Hello,
I have been asked to look into virus scanning for our NetApp simply because we recently (2 years ago) implemented CIFs on the filer and our vendor said we really should have AV running on the CIFs shares for sure. We don't have a huge CIFs share presence, we implemented it basically because we wanted to share files between our Linux/Unix hosts and Windows servers. It has spawned somewhat and users are indirectly connecting to these CIFs shares from their Windows desktops (typically through an application they don't know points there, but we do have some users scanning files to a CIFs share to be picked up by Unix). Anyway, due to the increase in Windows end users connecting to these shares, our management is still concerned that we don't have AV on the NetApp filer. We do have it on our local Windows desktops and all the Windows servers. I don't believe our Unix hosts have it, but I have to verify that with that supporting team. We did not implement it 2 years ago because our security manager at the time said it was redundant to be scanning the same files on multiple systems, we didn't need to add another AV scan to it (Windows servers and desktops).
In my research I came across this thread from a couple years ago, and it sounds like the same questions I was wondering about. Would you mind sharing what you ended up doing? I cannot seem to find much out there other than how to set it up... but I'm still struggling with the question if it is even necessary?

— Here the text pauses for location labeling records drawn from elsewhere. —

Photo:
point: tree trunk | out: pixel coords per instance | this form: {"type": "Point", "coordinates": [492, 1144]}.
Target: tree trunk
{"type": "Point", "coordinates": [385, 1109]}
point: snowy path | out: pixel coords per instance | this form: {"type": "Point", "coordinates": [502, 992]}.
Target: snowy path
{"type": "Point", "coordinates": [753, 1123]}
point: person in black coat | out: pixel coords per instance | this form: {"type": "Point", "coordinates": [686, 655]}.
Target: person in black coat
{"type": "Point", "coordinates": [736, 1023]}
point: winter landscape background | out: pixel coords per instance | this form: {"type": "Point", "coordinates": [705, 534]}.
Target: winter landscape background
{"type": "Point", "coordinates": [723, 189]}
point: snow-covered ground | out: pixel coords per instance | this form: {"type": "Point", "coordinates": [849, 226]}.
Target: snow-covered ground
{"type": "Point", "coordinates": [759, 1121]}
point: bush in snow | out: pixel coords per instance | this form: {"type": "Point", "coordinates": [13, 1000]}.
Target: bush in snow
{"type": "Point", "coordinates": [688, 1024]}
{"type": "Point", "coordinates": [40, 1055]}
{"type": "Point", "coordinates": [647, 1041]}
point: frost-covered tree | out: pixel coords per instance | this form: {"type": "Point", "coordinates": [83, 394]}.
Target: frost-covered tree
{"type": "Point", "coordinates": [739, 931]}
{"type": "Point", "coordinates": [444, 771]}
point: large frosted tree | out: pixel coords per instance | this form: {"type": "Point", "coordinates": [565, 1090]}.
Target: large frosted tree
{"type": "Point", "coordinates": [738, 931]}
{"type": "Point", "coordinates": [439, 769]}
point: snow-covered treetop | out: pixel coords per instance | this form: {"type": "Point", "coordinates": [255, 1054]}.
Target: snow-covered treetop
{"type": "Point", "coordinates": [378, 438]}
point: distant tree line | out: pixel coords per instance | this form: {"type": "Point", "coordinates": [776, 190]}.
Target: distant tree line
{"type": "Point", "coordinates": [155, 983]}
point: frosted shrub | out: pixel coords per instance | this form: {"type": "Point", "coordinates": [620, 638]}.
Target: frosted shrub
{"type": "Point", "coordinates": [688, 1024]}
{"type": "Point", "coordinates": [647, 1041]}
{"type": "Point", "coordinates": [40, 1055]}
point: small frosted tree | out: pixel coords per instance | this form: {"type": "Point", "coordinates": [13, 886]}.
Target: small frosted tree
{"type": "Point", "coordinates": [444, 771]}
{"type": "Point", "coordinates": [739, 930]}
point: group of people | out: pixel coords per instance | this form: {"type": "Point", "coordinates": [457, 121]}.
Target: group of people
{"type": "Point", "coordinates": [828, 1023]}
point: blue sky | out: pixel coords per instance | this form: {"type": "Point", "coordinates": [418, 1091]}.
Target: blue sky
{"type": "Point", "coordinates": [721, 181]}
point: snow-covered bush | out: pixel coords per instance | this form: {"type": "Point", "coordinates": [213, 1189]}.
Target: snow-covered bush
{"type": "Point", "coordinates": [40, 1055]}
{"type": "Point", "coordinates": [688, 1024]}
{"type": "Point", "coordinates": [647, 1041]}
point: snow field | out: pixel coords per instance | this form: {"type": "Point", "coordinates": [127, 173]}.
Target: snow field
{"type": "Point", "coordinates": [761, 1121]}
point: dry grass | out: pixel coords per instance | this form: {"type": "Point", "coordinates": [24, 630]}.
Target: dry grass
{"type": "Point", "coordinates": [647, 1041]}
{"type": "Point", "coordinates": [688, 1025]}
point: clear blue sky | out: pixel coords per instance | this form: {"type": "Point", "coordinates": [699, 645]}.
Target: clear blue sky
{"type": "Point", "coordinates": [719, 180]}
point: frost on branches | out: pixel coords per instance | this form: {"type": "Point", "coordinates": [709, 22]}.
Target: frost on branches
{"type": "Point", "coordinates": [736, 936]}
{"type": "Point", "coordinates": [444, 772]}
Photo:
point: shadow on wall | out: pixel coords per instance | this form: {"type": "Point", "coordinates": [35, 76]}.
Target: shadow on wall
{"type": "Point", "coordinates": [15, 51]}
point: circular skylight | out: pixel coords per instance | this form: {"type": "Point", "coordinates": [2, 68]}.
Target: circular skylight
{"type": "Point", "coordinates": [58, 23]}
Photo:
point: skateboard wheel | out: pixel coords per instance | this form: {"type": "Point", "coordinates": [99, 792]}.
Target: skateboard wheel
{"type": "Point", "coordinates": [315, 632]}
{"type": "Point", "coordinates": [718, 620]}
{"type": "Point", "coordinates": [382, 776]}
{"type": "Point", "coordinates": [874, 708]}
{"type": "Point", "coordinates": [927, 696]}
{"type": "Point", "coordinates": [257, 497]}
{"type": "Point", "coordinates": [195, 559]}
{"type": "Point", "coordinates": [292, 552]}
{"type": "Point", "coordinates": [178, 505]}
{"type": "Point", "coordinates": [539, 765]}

I also read this in NetApp's whitepaper, which also makes me wonder if having another scan engine for AV just overkill?
Impervious to virus attacks
Unlike Windows- or UNIX-based systems, Data ONTAP is a microkernel
storage OS that is not based on a Windows or UNIX OS. Data ONTAP cannot
run third-party applications including OS viruses or worms. Since there are
no “hooks” into the OS, Data ONTAP is impervious to harmful software that
could corrupt or destroy data on Windows or UNIX systems.